Now You See Me 2

By Ankit Verma

Mailed on June 21, 2016

Stamp image Junk
StarEmpty StarEmpty StarEmpty StarEmpty Star

Dear Stephen Hutchinson
Special Effects Supervisor

Dear Stephen,

Magicians never reveal their secrets, right? That’s the old code, anyway. Today, secrets behind almost every trick is readily accessible via the internet. But sometimes, it’s still fun to believe. So it’s too bad that in Now You See Me 2, you incorporated a ton of tricks only to be overshadowed by the VFX occurrences that stripped away any sense of magic.

My initial thoughts with Now You See Me 2 were highly cynical. Don’t get me wrong, the movie deserves the ire of my critique, but I was under the impression that I just witnessed two hours of actors waving their hands in front of a green screen and calling it magic. I was upset that a movie about street magicians was actually just another blockbuster filled with VFX that could make any Joe Schmo look like a superhero.

It’s only after further research that I realized that many of the effects found in Now You See Me 2 weren’t the result of a post-production software but rather a series of technical rigs, lights and machines conceived by you and your team of special effects wizards.

Now You See Me 2 follows the Four Horseman, a Robin Hood-inspired crew of magicians as they plan to steal a universal microchip that has the power to access every bit of digital information in the world — a product of Hollywood’s lazy and unintelligent misconceptions about how technology works. The Four Horseman want to keep the chip away from Walter Marby, a technical mastermind who wants the chip for villain-ry purposes.

In order to stop him, The Four Horseman decide to host an extravagant, city-wide magic show in London on New Year’s Eve. One of the most sought after moments of this show was Jesse Eisenberg’s character, Atlas, controlling the rain. As seen in the trailer, Atlas pauses the rain droplets in mid-air and makes them rise back up into the sky. It sounds impressive on paper but it’s nothing that can’t be accomplished with state-of the-art VFX technology — which is what I thought was used.

After sitting through an unnecessarily long sequence earlier in the film where The Four Horseman emphatically hurl a playing card to one another across a security room; rebounding the plastic card off the floor and walls, I was convinced that the VFX exhibited in this scene would the cadence for the entire film.

But that wasn’t the most frustrating part. You and your team used a series of strobe lights and a rain machine to create the raindrop effect. It was creative and original. It was true movie magic. But I guarantee almost everyone watching Now You See Me 2 didn’t know that.
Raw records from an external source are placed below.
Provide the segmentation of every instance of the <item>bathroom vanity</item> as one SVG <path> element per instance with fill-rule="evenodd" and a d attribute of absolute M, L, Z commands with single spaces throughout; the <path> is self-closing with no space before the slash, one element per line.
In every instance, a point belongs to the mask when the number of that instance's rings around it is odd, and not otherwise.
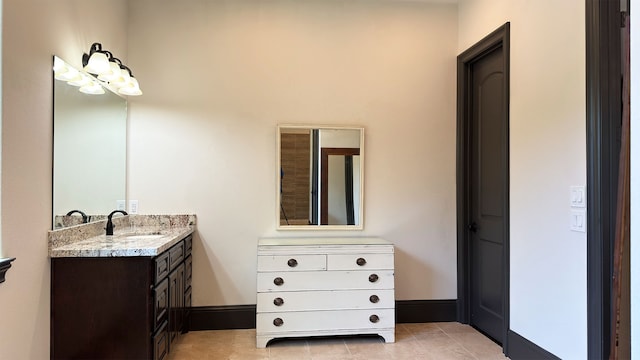
<path fill-rule="evenodd" d="M 193 227 L 53 247 L 52 359 L 166 359 L 188 331 Z"/>
<path fill-rule="evenodd" d="M 263 238 L 257 269 L 258 348 L 280 337 L 378 334 L 395 341 L 390 242 Z"/>

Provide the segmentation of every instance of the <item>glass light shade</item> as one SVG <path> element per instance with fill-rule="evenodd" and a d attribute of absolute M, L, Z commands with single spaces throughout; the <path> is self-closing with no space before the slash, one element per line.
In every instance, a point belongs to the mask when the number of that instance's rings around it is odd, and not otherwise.
<path fill-rule="evenodd" d="M 90 81 L 89 84 L 80 88 L 80 92 L 90 95 L 102 95 L 104 94 L 104 89 L 97 82 Z"/>
<path fill-rule="evenodd" d="M 82 87 L 82 86 L 90 85 L 92 82 L 93 80 L 91 80 L 89 76 L 82 73 L 78 73 L 78 77 L 75 78 L 74 80 L 67 81 L 67 84 Z"/>
<path fill-rule="evenodd" d="M 131 77 L 130 80 L 118 89 L 118 92 L 122 95 L 129 96 L 138 96 L 142 95 L 142 90 L 140 90 L 140 85 L 138 84 L 138 80 L 136 78 Z"/>
<path fill-rule="evenodd" d="M 94 52 L 89 58 L 87 66 L 84 67 L 84 71 L 98 75 L 110 74 L 111 68 L 109 66 L 109 59 L 107 59 L 107 55 L 101 52 Z"/>
<path fill-rule="evenodd" d="M 98 79 L 102 81 L 113 82 L 113 81 L 117 81 L 118 78 L 120 78 L 121 76 L 120 65 L 118 65 L 113 61 L 109 61 L 109 70 L 110 71 L 108 74 L 104 73 L 104 74 L 98 75 Z"/>
<path fill-rule="evenodd" d="M 115 87 L 121 87 L 127 85 L 129 83 L 131 76 L 129 76 L 129 72 L 126 69 L 120 69 L 117 77 L 114 77 L 109 83 Z"/>

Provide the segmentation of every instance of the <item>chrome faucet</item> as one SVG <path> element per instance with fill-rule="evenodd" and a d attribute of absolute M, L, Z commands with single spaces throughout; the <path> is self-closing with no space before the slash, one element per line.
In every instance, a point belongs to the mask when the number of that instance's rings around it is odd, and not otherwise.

The Four Horsemen do mention that mechanics of the trick in passing, but it’s swept under the rug and treated as a generic explanation that doesn’t require much thinking. Which is ridiculous. If Now You See Me 2 took its time and broke the magician’s code by carefully revealing the secrets behind their tricks, it would’ve elevated the film entirely.

Now You See Me 2 should have focused on the special effects created by you and your team. It would have shown the immense amount of thinking that went into diverting from the status quo.

What you did was magic and it should’ve been treated as such.

I’m sure for everyone involved in production, the special effects were a no-brainer. Since you were so closely involved with the tricks, you could tell they were real, but what of us, the naive viewer? We’re living in a world where bombastic CGI-nightmares are the norm. It’s something that we’re accustomed to and hence, it’s our go-to explanation. To us, movie magic is a dying art – reduced to digital trickery.

I often write about the overuse of CGI in my letters because I strongly believe that authenticity is a rarity in today’s day and age; and even though you worked hard to get some authenticity back, it was almost non-existent in Now You See Me 2.

Seeing is believing in magic and although a good magician never reveals their secret, sometimes the mechanics are most impressive part of all.